# Lichen Likelihood Project: Expectation Maximization

In [121]:
import pandas as pd
import numpy as np
from sklearn.model_selection import train_test_split
from matplotlib import pyplot as plt
import os

In [122]:
unpickled_df = pd.read_pickle('element_analysis.pkl') 

In [123]:
# print columns ending in "binned"
unpickled_df.columns[unpickled_df.columns.str.endswith('binned')]

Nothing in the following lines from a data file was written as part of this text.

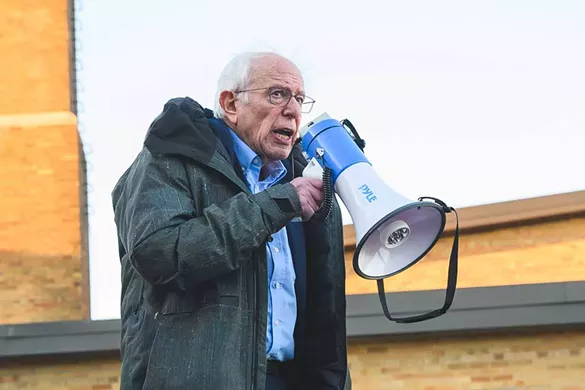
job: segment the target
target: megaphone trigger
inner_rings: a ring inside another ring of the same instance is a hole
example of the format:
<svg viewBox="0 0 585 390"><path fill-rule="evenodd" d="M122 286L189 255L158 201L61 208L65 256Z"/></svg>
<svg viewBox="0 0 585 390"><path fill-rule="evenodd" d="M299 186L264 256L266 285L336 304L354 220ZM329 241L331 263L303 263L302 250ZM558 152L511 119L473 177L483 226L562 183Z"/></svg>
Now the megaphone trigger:
<svg viewBox="0 0 585 390"><path fill-rule="evenodd" d="M315 157L309 160L309 163L303 170L303 177L311 177L313 179L321 179L323 177L323 168Z"/></svg>

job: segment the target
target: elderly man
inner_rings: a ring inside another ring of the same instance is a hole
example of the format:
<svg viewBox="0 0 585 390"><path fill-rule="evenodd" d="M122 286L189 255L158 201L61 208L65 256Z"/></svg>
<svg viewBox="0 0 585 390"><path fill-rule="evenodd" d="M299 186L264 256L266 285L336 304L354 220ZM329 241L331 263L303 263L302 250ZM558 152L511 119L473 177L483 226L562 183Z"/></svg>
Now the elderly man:
<svg viewBox="0 0 585 390"><path fill-rule="evenodd" d="M341 213L311 219L297 67L242 54L168 101L113 190L121 389L348 389ZM301 221L299 221L302 220Z"/></svg>

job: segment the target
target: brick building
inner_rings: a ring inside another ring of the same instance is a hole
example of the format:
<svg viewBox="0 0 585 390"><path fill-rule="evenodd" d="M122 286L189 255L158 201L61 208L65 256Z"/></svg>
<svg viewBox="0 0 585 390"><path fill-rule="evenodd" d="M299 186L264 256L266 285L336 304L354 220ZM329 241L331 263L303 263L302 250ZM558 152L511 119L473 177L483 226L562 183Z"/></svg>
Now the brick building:
<svg viewBox="0 0 585 390"><path fill-rule="evenodd" d="M116 321L88 320L71 4L0 3L0 390L117 389ZM585 389L585 194L461 210L451 312L389 323L346 232L355 389ZM452 233L452 226L450 227ZM452 234L386 283L440 306Z"/></svg>

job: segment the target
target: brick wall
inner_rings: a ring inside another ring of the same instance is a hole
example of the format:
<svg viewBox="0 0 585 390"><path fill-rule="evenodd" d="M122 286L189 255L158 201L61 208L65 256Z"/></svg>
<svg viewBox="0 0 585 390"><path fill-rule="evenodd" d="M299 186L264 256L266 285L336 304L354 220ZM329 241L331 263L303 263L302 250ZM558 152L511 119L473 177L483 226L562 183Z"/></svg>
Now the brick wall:
<svg viewBox="0 0 585 390"><path fill-rule="evenodd" d="M67 18L0 2L0 324L87 317Z"/></svg>
<svg viewBox="0 0 585 390"><path fill-rule="evenodd" d="M0 323L85 317L69 112L0 115Z"/></svg>
<svg viewBox="0 0 585 390"><path fill-rule="evenodd" d="M111 354L0 361L0 390L114 390L119 373Z"/></svg>
<svg viewBox="0 0 585 390"><path fill-rule="evenodd" d="M87 315L67 1L0 2L0 323ZM443 288L451 238L388 291ZM350 294L374 293L347 252ZM465 235L461 287L582 280L585 218ZM350 342L354 389L585 390L585 331ZM0 362L0 390L117 389L112 355Z"/></svg>
<svg viewBox="0 0 585 390"><path fill-rule="evenodd" d="M69 110L66 0L0 1L0 114Z"/></svg>
<svg viewBox="0 0 585 390"><path fill-rule="evenodd" d="M585 390L585 332L350 344L354 388Z"/></svg>

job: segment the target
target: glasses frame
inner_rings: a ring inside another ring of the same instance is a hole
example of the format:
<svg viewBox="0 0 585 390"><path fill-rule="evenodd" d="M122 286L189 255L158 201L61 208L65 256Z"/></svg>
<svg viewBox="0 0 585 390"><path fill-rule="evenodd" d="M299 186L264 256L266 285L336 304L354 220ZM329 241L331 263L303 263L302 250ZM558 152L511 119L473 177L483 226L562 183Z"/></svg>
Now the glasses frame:
<svg viewBox="0 0 585 390"><path fill-rule="evenodd" d="M288 103L290 103L290 100L293 97L296 98L297 96L303 96L303 98L304 98L303 103L299 103L299 106L301 107L301 112L303 114L308 114L309 112L311 112L311 110L313 109L313 105L315 104L315 99L313 99L312 97L307 96L305 94L300 94L300 93L293 94L290 89L284 88L284 87L263 87L263 88L240 89L240 90L234 91L234 93L239 94L239 93L244 93L244 92L255 92L255 91L266 91L266 90L268 90L270 92L268 94L268 101L270 102L270 104L277 106L277 107L285 107ZM283 103L277 104L277 103L274 103L272 101L272 92L275 90L282 90L282 91L288 92L289 97L286 100L286 103L283 102ZM308 108L305 108L307 106L308 106Z"/></svg>

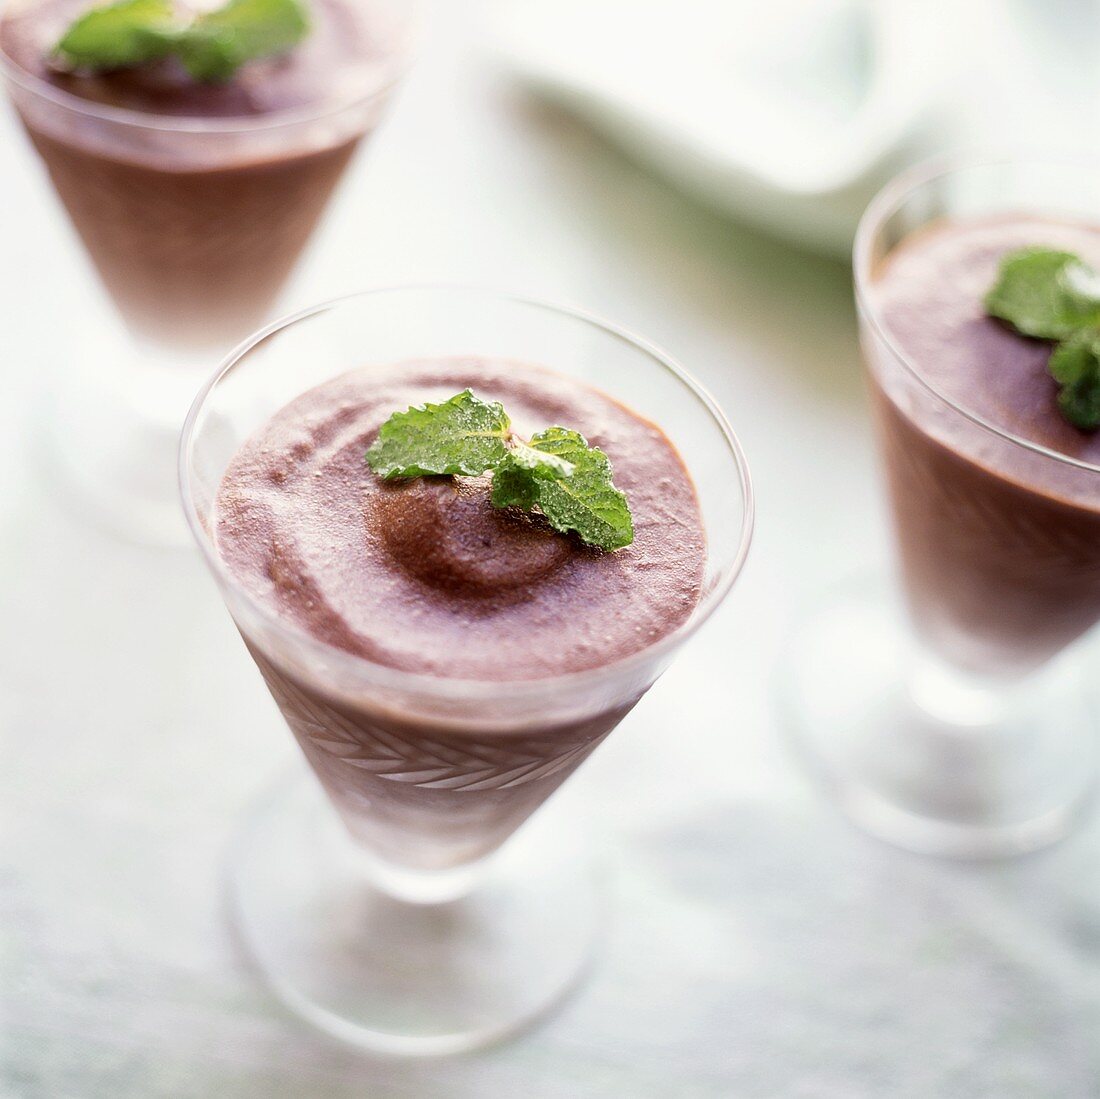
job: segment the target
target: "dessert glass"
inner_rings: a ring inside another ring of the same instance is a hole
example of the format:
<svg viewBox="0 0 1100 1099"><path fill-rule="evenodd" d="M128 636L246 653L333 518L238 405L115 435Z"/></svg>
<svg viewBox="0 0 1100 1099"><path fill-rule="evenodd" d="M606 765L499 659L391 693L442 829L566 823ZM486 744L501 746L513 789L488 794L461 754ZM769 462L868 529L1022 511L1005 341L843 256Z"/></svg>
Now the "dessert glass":
<svg viewBox="0 0 1100 1099"><path fill-rule="evenodd" d="M0 0L0 13L34 3ZM0 80L123 322L73 349L50 409L57 472L120 533L186 539L179 426L212 356L269 315L408 67L416 5L363 6L384 28L377 64L317 107L250 117L93 102L0 50Z"/></svg>
<svg viewBox="0 0 1100 1099"><path fill-rule="evenodd" d="M680 627L587 671L447 679L325 645L230 574L211 512L257 428L349 369L465 354L549 366L665 430L708 538L701 598ZM748 552L752 494L722 412L661 352L584 314L472 289L386 289L238 348L191 410L180 477L226 606L320 780L303 773L270 795L234 844L232 919L248 954L298 1014L369 1049L453 1053L530 1022L575 984L604 902L575 814L535 811L722 602Z"/></svg>
<svg viewBox="0 0 1100 1099"><path fill-rule="evenodd" d="M823 608L793 642L782 686L801 748L853 819L964 858L1058 839L1093 793L1078 642L1100 620L1100 467L941 392L892 340L872 284L890 251L933 223L1013 214L1100 223L1100 172L926 165L863 217L856 297L904 607L860 588Z"/></svg>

Index(['Nitrogen (% dw)_binned', 'Sulfur (% dw)_binned',
       'Phosphorous (ppm dw)_binned', 'Lead (ppm dw)_binned',
       'Copper (ppm dw)_binned', 'Chromium (ppm dw)_binned',
       'Year of tissue collection_binned', 'Air pollution score_binned',
       'Region_binned',
       'Code for scientific name and authority in lookup table_binned'],
      dtype='object')

In [124]:
unpickled_df["Region_binned"].value_counts()

Region_binned
6     6860
10     318
Name: count, dtype: int64

In [125]:
# Helpers
df = unpickled_df.copy()
def idx_map_from_series(s):
    """Return dict mapping original category"""
    cats = list(pd.Categorical(s).categories)
    mapping = {c:i for i,c in enumerate(cats)}
    return mapping, cats

def one_hot_index_from_value(mapping, val):
    return mapping[val]

def normalize_rows(mat, axis=-1, alpha=1e-2):
    """
    Normalize
    """
    arr = mat.astype(float).copy()
    arr += float(alpha)
    s = arr.sum(axis=axis, keepdims=True)
    s[s == 0] = 1.0
    return arr / s

def logsumexp(a, axis=None): # self explanatory
    a_max = np.max(a, axis=axis, keepdims=True)
    res = a_max + np.log(np.sum(np.exp(a - a_max), axis=axis, keepdims=True))
    if axis is not None:
        return np.squeeze(res, axis=axis)
    return res

In [126]:
EPS = 1e-10
class BayesianNetworkEM:
    def __init__(self, df, hidden_states=2, seed=0):
        """
        Initializes CPT tables with random values consistent with the BN structure.
        """
        np.random.seed(seed)
        self.df = df.copy().reset_index(drop=True)
        self.N = len(self.df)
        self.H = hidden_states
        # element node column names
        self.elements = [
            'Nitrogen (% dw)_binned',
            'Sulfur (% dw)_binned',
            'Phosphorous (ppm dw)_binned',
            'Lead (ppm dw)_binned',
            'Copper (ppm dw)_binned',
            'Chromium (ppm dw)_binned'
        ]
        self.year_col = 'Year of tissue collection_binned'
        self.pollution_col = 'Air pollution score_binned'
        self.region_col = 'Region_binned'
        self.species_col = 'Code for scientific name and authority in lookup table_binned'
        self.maps = {}
        self.rev = {}
        cols_for_map = self.elements + [self.year_col, self.pollution_col, self.region_col, self.species_col]
        for col in cols_for_map:
            mapping, cats = idx_map_from_series(self.df[col])
            self.maps[col] = mapping
            self.rev[col] = cats

        self.K_region = len(self.rev[self.region_col])
        self.K_year = len(self.rev[self.year_col])
        self.K_poll = len(self.rev[self.pollution_col])
        self.K_species = len(self.rev[self.species_col])
        self.K_elem = {col: len(self.rev[col]) for col in self.elements}
        self.initialize_random_CPTs()
        self.gamma = np.zeros((self.N, self.H))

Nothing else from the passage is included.